Alerts at critical severity trigger immediate Slack delivery. The notification includes the rule name, current value, cluster name, and a direct link to the alert in the dashboard.

Query Inspector
The Query Inspector (/clusters/:id/queries) has three tabs for investigating query performance.
Slow Queries tab
Shows the slowest queries from system.query_log over a configurable time window.
- Sort by duration, memory, or rows read by clicking column headers
- Click any row to open a detail sheet with the full query text, explain plan, and resource breakdown
- EXPLAIN — the detail sheet automatically fetches
EXPLAINoutput for the selected query
Use slow queries analysis to identify:
- Queries scanning too many rows (missing index or full-table scans)

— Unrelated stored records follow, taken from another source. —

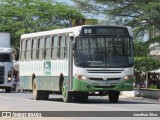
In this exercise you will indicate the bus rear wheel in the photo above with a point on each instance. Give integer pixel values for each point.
(113, 96)
(8, 89)
(45, 95)
(37, 94)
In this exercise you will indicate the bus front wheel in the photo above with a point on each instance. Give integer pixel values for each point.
(36, 93)
(113, 96)
(67, 96)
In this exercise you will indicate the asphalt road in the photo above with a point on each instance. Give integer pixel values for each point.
(21, 102)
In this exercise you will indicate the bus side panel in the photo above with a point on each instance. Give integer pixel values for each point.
(50, 83)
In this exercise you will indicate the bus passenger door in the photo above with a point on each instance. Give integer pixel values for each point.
(70, 61)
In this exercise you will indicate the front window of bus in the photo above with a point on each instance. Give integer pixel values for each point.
(5, 57)
(104, 52)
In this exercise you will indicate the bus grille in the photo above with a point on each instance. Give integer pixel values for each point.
(2, 75)
(105, 71)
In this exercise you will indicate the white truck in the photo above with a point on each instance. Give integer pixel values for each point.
(5, 62)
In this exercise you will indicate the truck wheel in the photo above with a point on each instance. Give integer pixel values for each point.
(113, 96)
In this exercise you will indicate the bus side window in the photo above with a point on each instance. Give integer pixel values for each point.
(41, 48)
(34, 42)
(28, 49)
(22, 50)
(63, 47)
(54, 47)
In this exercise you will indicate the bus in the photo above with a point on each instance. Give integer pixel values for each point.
(5, 62)
(78, 62)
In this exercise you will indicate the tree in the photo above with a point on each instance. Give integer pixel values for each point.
(140, 14)
(24, 16)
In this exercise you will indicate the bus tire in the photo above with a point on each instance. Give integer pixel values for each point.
(81, 96)
(8, 89)
(67, 95)
(45, 95)
(37, 94)
(113, 96)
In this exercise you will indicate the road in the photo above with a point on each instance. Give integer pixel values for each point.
(17, 101)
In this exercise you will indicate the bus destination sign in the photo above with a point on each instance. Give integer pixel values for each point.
(104, 31)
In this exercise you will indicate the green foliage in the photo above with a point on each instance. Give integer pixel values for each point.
(145, 64)
(140, 14)
(24, 16)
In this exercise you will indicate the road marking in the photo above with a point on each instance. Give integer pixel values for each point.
(74, 104)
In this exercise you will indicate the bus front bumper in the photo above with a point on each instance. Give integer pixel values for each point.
(85, 86)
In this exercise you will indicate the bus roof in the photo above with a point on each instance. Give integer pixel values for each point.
(75, 30)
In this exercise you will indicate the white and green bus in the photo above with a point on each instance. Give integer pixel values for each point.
(78, 62)
(5, 62)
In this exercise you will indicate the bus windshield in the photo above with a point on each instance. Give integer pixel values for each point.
(104, 52)
(5, 57)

- High-memory queries that risk OOM
- Queries that run frequently but could be cached
Failed Queries tab
Shows queries that returned errors, grouped by error type and user. Useful for diagnosing:
- Permission errors (user missing GRANT)
- Syntax errors from application code
- Timeout patterns
Parts Distribution tab
Shows table parts size distribution — how many parts each table has and their size range. Use this to identify:
- Tables with too many tiny parts (insert pattern issue)
- Tables with abnormally large parts (merge not running)

Command Palette
The command palette provides keyboard-driven navigation to any page in ClusterSight.
Opening the palette
Press Cmd+K (macOS) or Ctrl+K (Windows/Linux) from anywhere in the app.
Available actions
Cluster-scoped (only shown when viewing a specific cluster):
| Action | Navigates to |
|---|---|
| Dashboard | Cluster dashboard with all 11 panels |
| Alert Rules | Alert rules management page |
| Alert History | Historical alert log with filters |
| Query Inspector | Slow queries, failed queries, parts distribution |
Global (always available):
| Action | Navigates to |
|---|---|
| Settings | Application settings (Slack webhook, collection interval) |
The palette also surfaces recently visited pages for quick re-navigation.
Searching
Type to filter the action list. The palette performs fuzzy matching on action names.